IM: That’s incredible. That is mind-blowing.

MD: So therefore, you can use acoustical physics to look back to the start of the universe. Now you know there’s a chord which was formed 400 years after the Big Bang. You can use a different type of physics completely to look back in time. And I’m reading all this; I’m just thinking, “My brain is not big enough.”

IM: That’s incredible. So on Day One, God produced a chord.

MD: Yes. It’s the day where he said, “Let there be light.” The early universe was a quantum flux and then it cooled down enough that 400,000 years after the start of the universe for light to appear. So light appeared really quite suddenly. I find so many links with nature and the universe and frequency and energy—and it’s all completely connected. Each particle in the universe is communicating with everything else simultaneously faster than the speed of light. It shows you that the universe, and again we’re proving this scientifically, is communicating with everything simultaneously.

IM: I was just thinking while you were talking that, at least in organism studies, people take recordings of a species and take recordings of a similar species and use the wavelengths to differentiate one organism from another organism. They use this in a way of showing this is a different kind of cricket than this kind of cricket; they’re two different things. But I don’t actually know of anybody who’s recording the notes of nature as a means of analyzing the world. People are taking the recordings themselves and looking at the waveforms.

MD: Well, I suppose I do that as a musician. That’s what excites me. That’s part of the shock. Everything’s musical—what a shock.

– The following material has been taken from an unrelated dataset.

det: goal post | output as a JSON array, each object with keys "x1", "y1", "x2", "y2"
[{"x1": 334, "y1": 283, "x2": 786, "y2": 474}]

IM: You could publish that. It’s totally a scientific paper.

MD: You’d have to show me how to do that, haha.

IM: Yeah, you really could. I’d be glad to help. The paper could be something funny like “Where the A Notes Are”.

MD: Well, I suppose I’ll start straight away.

IM: Well, it was very good talking to you and, can you think of anything else that we’ve missed?

MD: Covered most of the ground, most of the universe now so—

IM: From the Big Bang all the way to the modern times, haha.